Status Report #2: 10/5 (Eugene)

  • Did code analysis on basic audio IO demo from last week to identify ways to decrease latency from hearing sound to responding
  • Did analysis on query waveforms to figure out best opportunities based on volume to have program recognize a query has started
  • Set up Alexa and Google Home for testing (1 hour with computing services got nowhere. I learned later that Google Home can’t be set up with G Suite and no one said otherwise)

Status Report #1: 9/28 (Eugene)

This week, we decided to work on black box systems in an experimental phase. After some experimentation in lab, Spencer and I decided to investigate further by meeting with Professor Stern, who is an expert on voice recognition systems. He directed us to an article published by Apple explaining the underlying mechanics of Hey Siri, which he used as evidence to back his claim that obfuscation of mature black-box systems with server-side processing honed by trillion-dollar companies over the last decade would be a difficult project to accomplish with a relatively limited solution space. 

After meeting with Spencer and Cyrus, we decided to pivot the focus and challenge of the exploit to low-latency responses. One new solution/exploit that we are now considering is building an NLP system that can react to “hey Siri”, “OK Google”, and other wake-words as fast as possible. To verify the feasibility of a system like this, I wrote baseline code using Pyaudio to listen for noise and play music as soon as possible. I’ve linked it to a GitHub repo, and you can clone the file to try with any .WAV file (unfortunately, the one I’ve been testing with a copyrighted song, and I don’t want to get arrested for this project).

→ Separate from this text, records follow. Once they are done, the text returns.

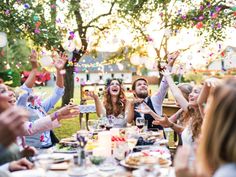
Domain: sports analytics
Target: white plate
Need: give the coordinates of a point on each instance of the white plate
(122, 162)
(166, 165)
(107, 168)
(28, 173)
(79, 172)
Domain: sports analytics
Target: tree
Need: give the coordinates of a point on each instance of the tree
(169, 19)
(39, 22)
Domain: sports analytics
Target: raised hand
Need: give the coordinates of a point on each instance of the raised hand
(144, 109)
(33, 59)
(172, 57)
(165, 72)
(212, 82)
(164, 122)
(60, 62)
(91, 94)
(12, 125)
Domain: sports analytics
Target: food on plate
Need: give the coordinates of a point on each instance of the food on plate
(133, 160)
(163, 161)
(60, 147)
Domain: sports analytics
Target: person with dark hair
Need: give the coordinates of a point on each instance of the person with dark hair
(114, 102)
(140, 91)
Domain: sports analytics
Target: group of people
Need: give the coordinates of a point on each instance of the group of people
(205, 121)
(24, 122)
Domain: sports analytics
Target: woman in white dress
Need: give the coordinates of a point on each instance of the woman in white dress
(114, 103)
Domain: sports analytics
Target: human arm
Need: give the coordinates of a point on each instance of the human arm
(176, 91)
(53, 99)
(59, 63)
(100, 110)
(51, 121)
(163, 121)
(31, 78)
(166, 123)
(175, 116)
(159, 96)
(202, 98)
(11, 125)
(129, 110)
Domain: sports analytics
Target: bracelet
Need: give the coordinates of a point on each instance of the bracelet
(56, 115)
(172, 125)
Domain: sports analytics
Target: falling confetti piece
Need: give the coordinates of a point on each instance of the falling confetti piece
(27, 6)
(37, 31)
(46, 61)
(63, 72)
(3, 39)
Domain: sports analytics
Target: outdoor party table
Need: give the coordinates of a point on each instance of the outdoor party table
(51, 163)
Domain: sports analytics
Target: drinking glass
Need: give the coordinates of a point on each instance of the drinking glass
(109, 123)
(102, 123)
(92, 125)
(140, 122)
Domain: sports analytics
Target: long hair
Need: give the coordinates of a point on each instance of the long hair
(121, 101)
(219, 129)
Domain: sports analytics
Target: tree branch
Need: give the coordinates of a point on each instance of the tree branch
(99, 16)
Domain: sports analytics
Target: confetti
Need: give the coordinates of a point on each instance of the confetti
(37, 31)
(46, 61)
(7, 12)
(63, 72)
(27, 6)
(3, 39)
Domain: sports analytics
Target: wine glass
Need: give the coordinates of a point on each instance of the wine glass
(102, 123)
(92, 125)
(109, 123)
(140, 122)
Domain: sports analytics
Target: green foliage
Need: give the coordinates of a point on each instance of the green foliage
(210, 16)
(27, 20)
(15, 56)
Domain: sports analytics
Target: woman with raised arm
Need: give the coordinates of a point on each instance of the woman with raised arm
(216, 154)
(49, 122)
(114, 102)
(40, 108)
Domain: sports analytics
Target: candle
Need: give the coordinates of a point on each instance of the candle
(115, 131)
(104, 144)
(101, 152)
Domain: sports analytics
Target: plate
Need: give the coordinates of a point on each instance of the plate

Next week, I hope to continue identifying jamming signals using a more methodical, experimental approach to better quantify the success rate of certain signals are based off of loudness, distance from the person, speaker, and other metrics. I also want to use Apple’s machine learning paper as a foundation for our NLP system to identify wake-words. Finally, I hope to meet with our advisors and professors to better hone the project details, feasibility, and specification.

 

Project Introduction & Summary

This is the blog page for Team B2’s capstone project. This semester, our team will build a computer program designed to output a signal when someone speaks to a smart speaker, obfuscating their command. While many smart speaker exploits exist, they take advantage of unrealistic setups, such as multiple speakers in one room or playing loud ultrasonic signals that can penetrate walls. Our exploit attempts to prevent smart speaker interaction on commodity hardware, thus preventing access to a home’s IoT network. By the end of the semester, we hope to have created a low-footprint, background process that maliciously runs on a nearby computer to listen for audio and obfuscate commands when someone speaks nearby.